Frye notes that many of Kilwins’ offerings are freshly made on-site. “We get chocolate in 10-pound bars from our facility in Michigan, break it up, melt it down, and re-temper it to make our whole nut barks, whole nut clusters, chocolate-dipped Oreos, caramel corns, Nutcracker Sweets (a combination of freshly-popped corn, almonds, pecans, and caramel), peanut brittle, cashew brittle, and caramel apples,” he says. “We’ll have fudge soon, I’m shocked at the number of people who know about our fudge and have been requesting it.”
Potential Kilwins customers will have the opportunity to watch the fudge being made. “It’s very important for our stores to have that kind of theater up front,” Frye says, “so we’ve got the copper kettle, we’ll roll it out on a marble table, hand paddle it, and make it right before your eyes.
“We also offer samples of our whole nut barks and our ice cream,” he says. “Sure, it’s a great selling technique, but it also improves the Kilwins experience.
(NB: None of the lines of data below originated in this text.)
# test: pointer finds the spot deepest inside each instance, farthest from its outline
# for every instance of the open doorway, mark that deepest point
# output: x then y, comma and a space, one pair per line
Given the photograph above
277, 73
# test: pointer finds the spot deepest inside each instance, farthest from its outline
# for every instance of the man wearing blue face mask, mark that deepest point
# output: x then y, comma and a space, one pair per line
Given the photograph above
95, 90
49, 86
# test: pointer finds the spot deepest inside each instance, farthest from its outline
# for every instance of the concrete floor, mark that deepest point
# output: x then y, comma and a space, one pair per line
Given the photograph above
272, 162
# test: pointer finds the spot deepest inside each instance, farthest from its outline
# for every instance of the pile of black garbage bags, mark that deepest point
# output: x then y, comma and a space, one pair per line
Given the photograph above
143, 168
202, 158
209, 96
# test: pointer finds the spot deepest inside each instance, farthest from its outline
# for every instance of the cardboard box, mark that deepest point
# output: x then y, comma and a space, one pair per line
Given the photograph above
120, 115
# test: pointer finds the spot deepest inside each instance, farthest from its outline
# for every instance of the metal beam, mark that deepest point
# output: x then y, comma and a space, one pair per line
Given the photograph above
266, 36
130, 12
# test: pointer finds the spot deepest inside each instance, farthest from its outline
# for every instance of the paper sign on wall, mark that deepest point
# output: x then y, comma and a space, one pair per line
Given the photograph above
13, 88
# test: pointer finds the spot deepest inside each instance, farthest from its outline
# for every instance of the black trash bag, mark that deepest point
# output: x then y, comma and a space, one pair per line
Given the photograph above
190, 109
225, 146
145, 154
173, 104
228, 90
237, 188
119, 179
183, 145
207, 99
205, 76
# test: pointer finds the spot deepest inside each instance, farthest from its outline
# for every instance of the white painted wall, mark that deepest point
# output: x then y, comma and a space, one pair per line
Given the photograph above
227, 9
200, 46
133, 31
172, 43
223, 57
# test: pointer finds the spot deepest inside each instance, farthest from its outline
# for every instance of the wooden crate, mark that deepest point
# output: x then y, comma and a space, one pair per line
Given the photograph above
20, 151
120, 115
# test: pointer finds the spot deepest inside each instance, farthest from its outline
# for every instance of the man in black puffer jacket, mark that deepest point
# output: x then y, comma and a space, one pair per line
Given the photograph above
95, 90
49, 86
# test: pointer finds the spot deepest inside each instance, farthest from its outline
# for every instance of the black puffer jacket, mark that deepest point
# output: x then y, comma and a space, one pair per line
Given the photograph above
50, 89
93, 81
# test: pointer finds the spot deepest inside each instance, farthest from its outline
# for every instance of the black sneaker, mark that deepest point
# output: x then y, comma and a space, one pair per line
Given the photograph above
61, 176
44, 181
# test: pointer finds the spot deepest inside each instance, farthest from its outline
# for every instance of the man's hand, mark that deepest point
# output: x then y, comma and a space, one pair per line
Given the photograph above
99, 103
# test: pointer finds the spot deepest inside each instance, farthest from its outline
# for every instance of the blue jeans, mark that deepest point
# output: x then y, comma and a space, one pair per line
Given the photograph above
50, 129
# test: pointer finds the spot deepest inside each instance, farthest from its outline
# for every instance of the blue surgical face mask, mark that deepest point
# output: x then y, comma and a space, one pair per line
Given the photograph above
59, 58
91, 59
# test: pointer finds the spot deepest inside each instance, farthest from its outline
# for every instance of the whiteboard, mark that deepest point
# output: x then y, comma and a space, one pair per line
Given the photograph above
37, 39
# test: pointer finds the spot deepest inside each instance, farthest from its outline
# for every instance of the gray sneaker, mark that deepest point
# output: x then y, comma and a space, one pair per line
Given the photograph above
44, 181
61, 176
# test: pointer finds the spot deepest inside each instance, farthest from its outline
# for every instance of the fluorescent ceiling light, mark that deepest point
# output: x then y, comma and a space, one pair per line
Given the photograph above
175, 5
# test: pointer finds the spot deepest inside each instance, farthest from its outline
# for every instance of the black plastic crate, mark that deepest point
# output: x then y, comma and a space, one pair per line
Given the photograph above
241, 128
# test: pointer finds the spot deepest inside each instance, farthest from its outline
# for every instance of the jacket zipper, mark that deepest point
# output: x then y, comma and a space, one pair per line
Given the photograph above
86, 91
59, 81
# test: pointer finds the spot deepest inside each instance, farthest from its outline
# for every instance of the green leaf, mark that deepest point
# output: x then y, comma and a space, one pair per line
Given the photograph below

We want people to have a good time here, chat with them, and find out where they’re from and what they like. We’re here to help them make a good decision and be happy about it.”
Despite the preponderance of sugary treats, Frye noted that Kilwins offers sugar-free choices as well. “I have access to about 20 sugar-free items, and the number is growing,” he says. “Due to space constraints I currently offer the top four or five items, and based on customer feedback I can add more. We’ve got everything from taffy, hard candy, caramels, Tuttles (nut clusters enrobed in chocolate), peanut clusters, so there are a lot of sugar-free choices.” He also notes that nutritional information for all Kilwins products is displayed on the website and in his store.
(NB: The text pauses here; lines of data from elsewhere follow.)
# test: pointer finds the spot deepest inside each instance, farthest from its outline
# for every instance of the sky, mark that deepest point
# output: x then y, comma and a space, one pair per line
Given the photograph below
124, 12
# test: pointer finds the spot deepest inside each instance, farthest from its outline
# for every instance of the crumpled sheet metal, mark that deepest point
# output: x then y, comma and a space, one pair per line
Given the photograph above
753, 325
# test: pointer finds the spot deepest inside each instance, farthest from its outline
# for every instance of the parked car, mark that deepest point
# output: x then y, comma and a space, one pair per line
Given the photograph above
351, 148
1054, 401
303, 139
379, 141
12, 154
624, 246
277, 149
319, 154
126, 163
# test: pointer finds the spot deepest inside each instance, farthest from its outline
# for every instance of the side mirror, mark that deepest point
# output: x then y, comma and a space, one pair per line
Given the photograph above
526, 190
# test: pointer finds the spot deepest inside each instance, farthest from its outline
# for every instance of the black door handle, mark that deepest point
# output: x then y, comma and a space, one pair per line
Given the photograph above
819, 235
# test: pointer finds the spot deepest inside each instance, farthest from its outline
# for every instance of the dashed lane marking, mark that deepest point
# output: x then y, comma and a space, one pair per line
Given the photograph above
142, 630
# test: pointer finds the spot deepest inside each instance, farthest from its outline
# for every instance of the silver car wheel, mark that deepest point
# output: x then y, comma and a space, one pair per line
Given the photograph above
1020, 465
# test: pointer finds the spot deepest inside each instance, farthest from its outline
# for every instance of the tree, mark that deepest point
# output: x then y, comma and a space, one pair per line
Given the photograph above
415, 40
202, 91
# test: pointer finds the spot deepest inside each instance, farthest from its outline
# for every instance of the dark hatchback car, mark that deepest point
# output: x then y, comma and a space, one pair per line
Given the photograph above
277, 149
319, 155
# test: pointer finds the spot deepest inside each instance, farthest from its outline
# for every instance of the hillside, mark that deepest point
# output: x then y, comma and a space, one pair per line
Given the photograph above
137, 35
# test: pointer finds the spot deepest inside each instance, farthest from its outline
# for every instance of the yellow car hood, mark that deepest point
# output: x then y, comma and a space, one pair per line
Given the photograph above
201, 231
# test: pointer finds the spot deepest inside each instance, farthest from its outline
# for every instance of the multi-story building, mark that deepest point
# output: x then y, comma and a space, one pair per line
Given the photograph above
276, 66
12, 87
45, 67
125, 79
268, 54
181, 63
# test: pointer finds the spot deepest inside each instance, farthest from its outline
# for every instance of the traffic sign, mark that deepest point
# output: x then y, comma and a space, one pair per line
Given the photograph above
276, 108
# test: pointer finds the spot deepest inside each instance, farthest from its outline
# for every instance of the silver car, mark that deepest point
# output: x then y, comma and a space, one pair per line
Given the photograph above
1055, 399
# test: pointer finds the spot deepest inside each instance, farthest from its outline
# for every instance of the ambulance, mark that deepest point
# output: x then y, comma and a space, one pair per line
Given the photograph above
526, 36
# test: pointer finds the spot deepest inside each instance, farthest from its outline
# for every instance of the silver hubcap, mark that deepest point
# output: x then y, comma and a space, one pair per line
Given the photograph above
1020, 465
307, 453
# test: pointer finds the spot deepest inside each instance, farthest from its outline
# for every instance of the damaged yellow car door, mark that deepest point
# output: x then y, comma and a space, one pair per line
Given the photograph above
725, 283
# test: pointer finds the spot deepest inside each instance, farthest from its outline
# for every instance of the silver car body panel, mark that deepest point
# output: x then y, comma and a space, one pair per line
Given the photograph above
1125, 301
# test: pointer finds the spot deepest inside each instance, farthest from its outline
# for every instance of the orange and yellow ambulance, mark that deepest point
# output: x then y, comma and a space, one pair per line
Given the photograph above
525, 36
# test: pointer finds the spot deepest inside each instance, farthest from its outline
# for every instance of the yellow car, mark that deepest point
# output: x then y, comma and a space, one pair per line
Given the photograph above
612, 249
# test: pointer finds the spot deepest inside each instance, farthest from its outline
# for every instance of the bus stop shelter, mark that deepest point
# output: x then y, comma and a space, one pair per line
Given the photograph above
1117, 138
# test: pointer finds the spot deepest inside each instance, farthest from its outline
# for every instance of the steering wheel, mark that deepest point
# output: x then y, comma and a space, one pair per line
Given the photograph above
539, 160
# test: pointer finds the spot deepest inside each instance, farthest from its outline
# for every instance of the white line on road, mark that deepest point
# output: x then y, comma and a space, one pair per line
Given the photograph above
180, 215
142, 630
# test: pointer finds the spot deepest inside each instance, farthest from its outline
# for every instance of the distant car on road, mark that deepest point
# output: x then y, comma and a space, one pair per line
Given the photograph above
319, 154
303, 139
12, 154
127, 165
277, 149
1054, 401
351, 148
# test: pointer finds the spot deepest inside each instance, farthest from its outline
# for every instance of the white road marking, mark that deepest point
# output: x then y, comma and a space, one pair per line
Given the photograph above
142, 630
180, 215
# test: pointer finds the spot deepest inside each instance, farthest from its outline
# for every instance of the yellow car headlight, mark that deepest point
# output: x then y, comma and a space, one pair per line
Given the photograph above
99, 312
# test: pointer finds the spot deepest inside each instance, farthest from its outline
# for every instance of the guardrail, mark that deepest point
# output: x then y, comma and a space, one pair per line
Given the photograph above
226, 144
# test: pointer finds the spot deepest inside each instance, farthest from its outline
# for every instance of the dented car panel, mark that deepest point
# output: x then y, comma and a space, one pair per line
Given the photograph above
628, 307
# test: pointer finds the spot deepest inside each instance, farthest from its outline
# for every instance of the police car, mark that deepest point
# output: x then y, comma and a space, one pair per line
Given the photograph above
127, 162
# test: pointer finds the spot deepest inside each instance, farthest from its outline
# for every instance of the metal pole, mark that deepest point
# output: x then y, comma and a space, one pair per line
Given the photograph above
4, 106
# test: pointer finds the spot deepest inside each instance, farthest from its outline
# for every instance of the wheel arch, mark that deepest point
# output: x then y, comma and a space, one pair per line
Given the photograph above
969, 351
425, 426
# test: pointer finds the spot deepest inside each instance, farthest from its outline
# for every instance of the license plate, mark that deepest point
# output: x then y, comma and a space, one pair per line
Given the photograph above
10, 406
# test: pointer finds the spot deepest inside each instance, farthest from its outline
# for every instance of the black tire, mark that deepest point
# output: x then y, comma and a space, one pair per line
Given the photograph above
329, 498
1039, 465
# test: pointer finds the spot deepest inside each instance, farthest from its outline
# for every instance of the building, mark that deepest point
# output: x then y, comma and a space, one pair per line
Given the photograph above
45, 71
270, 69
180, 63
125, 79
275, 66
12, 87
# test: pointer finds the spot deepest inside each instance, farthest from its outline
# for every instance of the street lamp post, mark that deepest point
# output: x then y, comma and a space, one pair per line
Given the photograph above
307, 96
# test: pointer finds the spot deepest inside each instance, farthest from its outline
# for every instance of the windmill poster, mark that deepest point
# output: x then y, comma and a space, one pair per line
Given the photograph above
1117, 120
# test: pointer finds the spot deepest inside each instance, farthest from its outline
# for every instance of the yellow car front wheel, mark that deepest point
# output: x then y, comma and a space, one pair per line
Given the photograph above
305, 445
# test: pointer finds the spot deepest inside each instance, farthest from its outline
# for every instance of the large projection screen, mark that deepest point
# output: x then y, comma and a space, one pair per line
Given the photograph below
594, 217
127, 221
It’s early days yet, but Frye is beginning to notice which products appeal to the sweet teeth of his Princeton clientele. “It’s been a pretty even mix so far,” he says. “We opened right in the middle of caramel apple season, perfect for a cool fall day, so those have been going like crazy. We really hang our hat on our chocolate, so our barks and clusters and caramels and Tuttles are doing really well.
“Ice cream is probably our number-one selling category across the company,” Frye says. “It’s made at our facility in Ohio. It’s our own recipe, and it’s only sold in our stores. We’re really proud of it.” He noted that Kilwins’ Sea Salt Caramel is the number one selling ice cream across the company, followed by Toasted Coconut and Vanilla.
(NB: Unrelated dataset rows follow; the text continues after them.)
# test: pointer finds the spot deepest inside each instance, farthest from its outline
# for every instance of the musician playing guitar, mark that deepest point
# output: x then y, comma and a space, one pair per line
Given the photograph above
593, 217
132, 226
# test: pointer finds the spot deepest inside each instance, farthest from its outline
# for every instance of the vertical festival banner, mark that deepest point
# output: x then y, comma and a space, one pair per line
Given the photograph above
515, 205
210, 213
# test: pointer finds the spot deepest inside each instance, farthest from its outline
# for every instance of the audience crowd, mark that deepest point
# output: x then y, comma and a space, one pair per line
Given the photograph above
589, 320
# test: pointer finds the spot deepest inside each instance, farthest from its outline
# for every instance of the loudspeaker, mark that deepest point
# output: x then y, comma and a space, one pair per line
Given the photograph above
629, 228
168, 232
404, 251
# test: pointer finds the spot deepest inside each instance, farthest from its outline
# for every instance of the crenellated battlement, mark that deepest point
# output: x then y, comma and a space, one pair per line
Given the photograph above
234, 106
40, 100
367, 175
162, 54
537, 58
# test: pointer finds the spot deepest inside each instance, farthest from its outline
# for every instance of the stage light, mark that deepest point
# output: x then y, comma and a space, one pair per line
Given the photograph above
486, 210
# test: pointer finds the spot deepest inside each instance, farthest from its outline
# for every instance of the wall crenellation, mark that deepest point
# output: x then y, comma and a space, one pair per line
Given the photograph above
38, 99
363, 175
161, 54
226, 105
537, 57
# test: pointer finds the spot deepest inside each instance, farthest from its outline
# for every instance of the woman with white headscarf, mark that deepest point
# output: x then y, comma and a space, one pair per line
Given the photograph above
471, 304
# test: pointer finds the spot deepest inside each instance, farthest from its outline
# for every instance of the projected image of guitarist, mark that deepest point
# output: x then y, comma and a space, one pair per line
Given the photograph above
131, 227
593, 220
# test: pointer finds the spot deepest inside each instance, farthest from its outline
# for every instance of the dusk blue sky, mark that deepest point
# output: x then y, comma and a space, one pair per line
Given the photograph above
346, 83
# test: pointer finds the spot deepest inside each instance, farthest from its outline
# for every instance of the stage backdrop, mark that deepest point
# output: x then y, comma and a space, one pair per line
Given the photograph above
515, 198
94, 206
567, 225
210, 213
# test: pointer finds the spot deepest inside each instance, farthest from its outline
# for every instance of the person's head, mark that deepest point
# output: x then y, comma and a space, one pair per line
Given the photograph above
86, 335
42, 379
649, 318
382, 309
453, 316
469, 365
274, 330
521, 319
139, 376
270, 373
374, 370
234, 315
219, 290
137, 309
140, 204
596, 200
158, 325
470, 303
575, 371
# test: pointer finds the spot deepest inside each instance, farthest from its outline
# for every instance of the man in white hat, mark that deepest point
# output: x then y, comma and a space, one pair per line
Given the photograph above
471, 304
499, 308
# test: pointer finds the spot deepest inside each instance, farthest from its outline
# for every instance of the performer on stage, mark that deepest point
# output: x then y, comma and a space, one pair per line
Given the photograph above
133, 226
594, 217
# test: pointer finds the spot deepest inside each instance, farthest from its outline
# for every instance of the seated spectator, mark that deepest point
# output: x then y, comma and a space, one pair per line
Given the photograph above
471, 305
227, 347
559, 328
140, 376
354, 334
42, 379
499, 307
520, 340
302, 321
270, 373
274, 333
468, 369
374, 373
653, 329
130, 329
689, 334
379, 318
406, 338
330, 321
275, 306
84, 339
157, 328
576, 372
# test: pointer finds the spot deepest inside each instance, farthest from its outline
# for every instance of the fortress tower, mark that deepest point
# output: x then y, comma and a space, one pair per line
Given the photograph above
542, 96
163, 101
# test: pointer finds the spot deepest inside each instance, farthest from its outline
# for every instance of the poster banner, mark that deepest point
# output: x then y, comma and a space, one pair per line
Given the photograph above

With the holiday season upon us, Frye has a few special things in store for his sweet-seeking customers. “We’ll have peppermint ice cream, peppermint bark (dark chocolate with white chocolate and peppermint flavoring, topped with crushed peppermint candy), molded Santas and Nutcrackers, and a selection of Chanukah-themed items as well,” he says. “We’ll have access to 3.5-pound artisanal Santas, snowmen, and Christmas trees, hand-molded in Michigan and hand-decorated with colored cocoa butter.”
And does Tyler Frye, looking surprisingly fit for a young man who runs a candy store, have a personal Kilwins guilty pleasure?
“The ice cream,” he replies without hesitation. “I can stay away from most of the chocolates, although I get my fair share throughout the day, but the ice cream … We’ve got 28 flavors, and if I get tired of one I can hop to another. Honestly, the ice cream is very hard to stay away from, breakfast, lunch, and dinner. I’m here from early in the morning until late at night, so ice cream has been a staple of my diet for a while.”
Kilwins, 16 Witherspoon Street. Sunday through Thursday, 11 a.m. to 10 p.m.; Friday and Saturday, 10 a.m. to 10 p.m. 609-285-5885. kilwins.com/princeton.